Against a backdrop of the glorious sunshine stood Matteo. In a polo shirt, wearing sunglasses. Hair, windswept. She gripped the door frame as her knees weakened. He was the last person she’d expected to see, and yet she drank him in like a woman dying of thirst. It didn’t seem to matter what he’d said, the emotions came flooding back. The exhilaration, the despair. Jumbled together in such a potent mix and she didn’t know whether to shout at him to leave, or fall to her knees and beg him to stay.
But his path didn’t intersect with hers, so staying wasn’t an option.
‘Lulu.’
‘Matteo.’
He winced, but he’d ceased to be Matty the day she’d walked out of the villa. When he showed her what he was prepared to do to exact revenge against a family who was not worth either of their time. Showed her exactly what he thought of her too. Rejecting her offer of love, of home.
‘May I come in?’
She held out her hands. ‘Can I stop you?’
He stood there looking as magnificent as ever. Tall, imposing. His skin a warm, tanned brown from days in the sun. Though now she noticed other things. He strangely held his shoes in his hands. His tan chinos rolled up to mid-calf, darkened with water at the bottom. They hung a little loosely against his lean hips. The stubble shading his jaw seeming to be more of a rough beard. How under his eyes had taken on as bruised an appearance as her own.
He looked like hell. It should have made her feel good, feel satisfied.
It didn’t.
He gave a pained exhale. ‘Lul—’
‘No, just no. I’m not Lulu. You’re not Matty. They were two children who should have grown up a long time ago. They don’t exist any more.’
Why, after all he’d said, did she still want to reach out and comfort him? It made no sense, but she guessed love was like that. He was the man who’d shown her herself. Held up a mirror and forced her to look. In the process she’d liked who she saw, just as she believed he’d liked her too.
‘I’ll leave if you want me to.’
The thing was, she didn’t. It made her angry. She was trying to get over him and he turned up here? How long would it take now to forget him after seeing him in the flesh? It was like some cruel game.
Still, she stood back, inviting him inside.
‘Come on through,’ she said. The space seeming to shrink with his imposing presence. He dropped his shoes inside the door then followed Louisa up the stairs to a tiny kitchen, where she put the kettle on. When the water boiled, she made a cup of tea for herself. He shook his head when she offered one to him, gripping the back of a kitchen chair till his fingertips blanched white.
‘I thought you’d be living at Easton Hall.’
‘It doesn’t feel like mine now,’ she said, leaning against the kitchen bench.
‘You have a right to be there.’
‘Do I? Really?’ Louisa took a sip of the hot tea. ‘I thought you’d be happy to find me here and not staking my claim.’

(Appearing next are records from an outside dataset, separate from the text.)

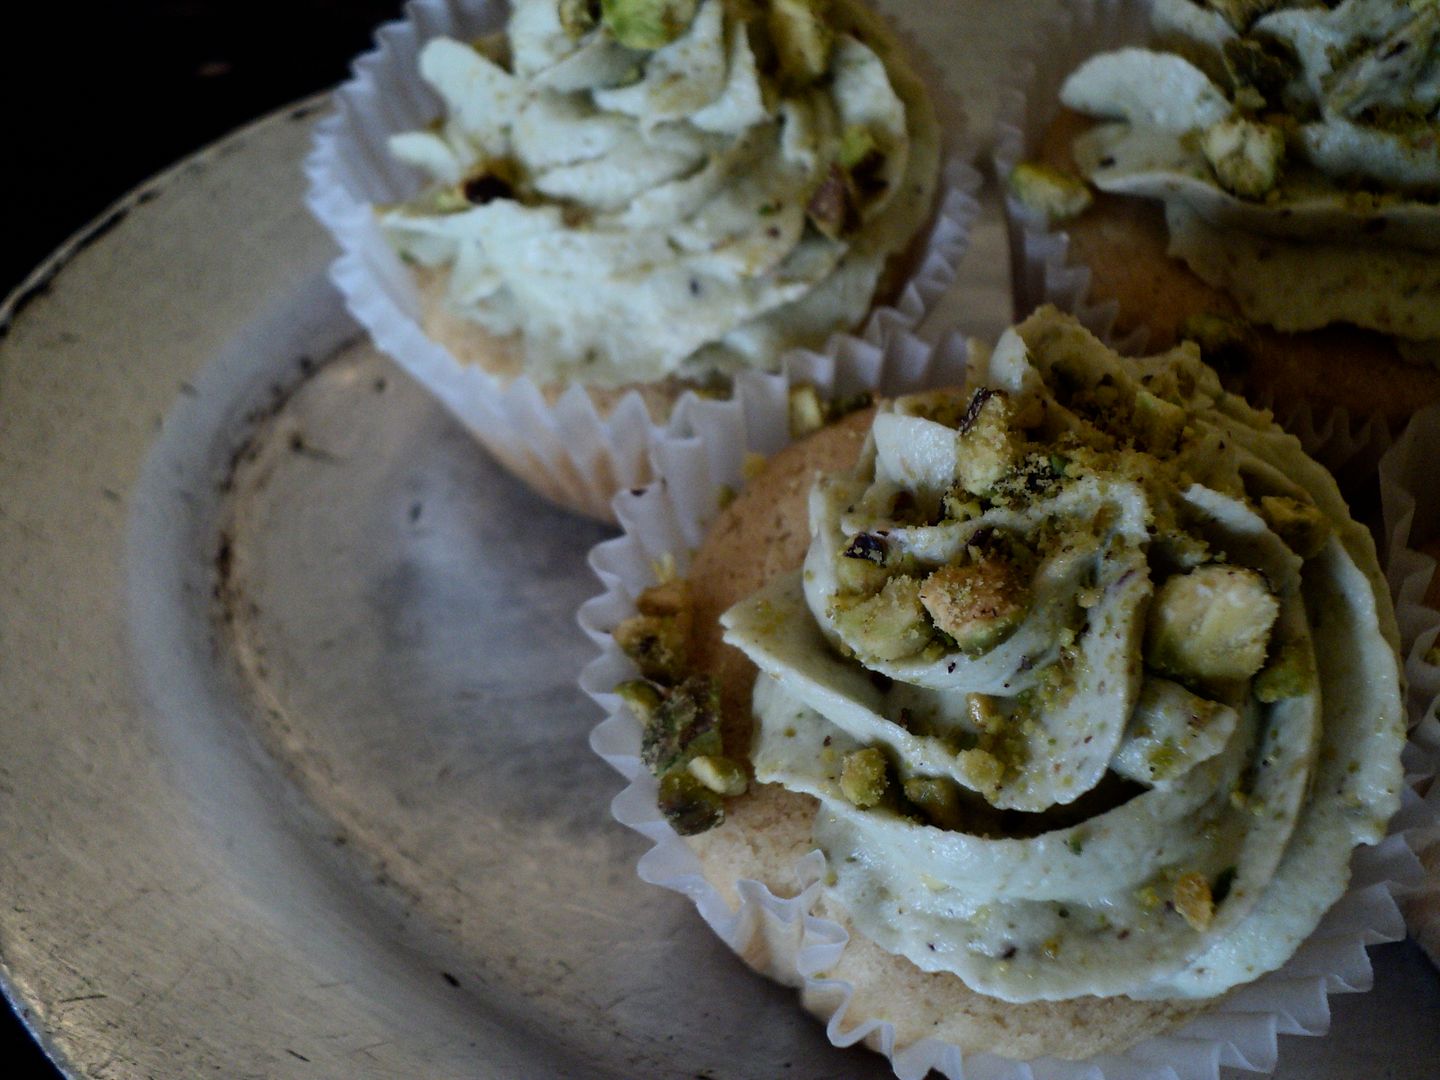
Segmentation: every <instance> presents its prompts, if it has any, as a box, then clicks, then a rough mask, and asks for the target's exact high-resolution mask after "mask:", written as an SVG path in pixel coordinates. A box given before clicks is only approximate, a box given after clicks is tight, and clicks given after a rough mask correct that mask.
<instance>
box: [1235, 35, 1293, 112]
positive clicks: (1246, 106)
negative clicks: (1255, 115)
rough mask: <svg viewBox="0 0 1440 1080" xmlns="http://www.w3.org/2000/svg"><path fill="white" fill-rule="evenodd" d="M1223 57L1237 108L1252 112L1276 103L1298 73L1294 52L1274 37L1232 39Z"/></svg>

He rubbed his hand over his face. ‘There are things I need to say.’
‘I won’t stop you. But I guess you should sit down rather than looming.’
She didn’t want to be so sharp with him, but all those old hurts came flooding back. How she’d trusted him. How she’d believed in him. How she’d thought he believed in her too. And she realised in many ways that was her flaw. She’d been desperate to find things in others, things that she really hadn’t developed herself. She’d expected so much of him when, in reality, he was only human. Just as she was.
He pulled out the chair. Sat. Seemed to try to make himself...smaller in some way. Perhaps he’d taken the looming comment to heart. She pulled out a chair and sat too.
‘The family’s claim on the estate...’ he said.
She waited to hear whether they’d issued proceedings yet. Had resigned herself to the years of litigation. The crippling fear he’d reveal to the world what had happened to her, despite her wishes. No certainty over the outcome. No certainty about where she’d live. Because Matteo would tangle them up in litigation for as long as would cause the Bainbridge family the greatest pain. It was all so exhausting. So pointless.
‘It’s over, Lulu.’
Her heart rate spiked. She put her cup down on the table with a thud, although still holding on to it as if it were her only tether to reality. ‘What do you mean,over?’
His golden gaze held hers. She was afraid of what he might see if he looked too hard. ‘I needed you to know there’s no risk to Easton Hall.’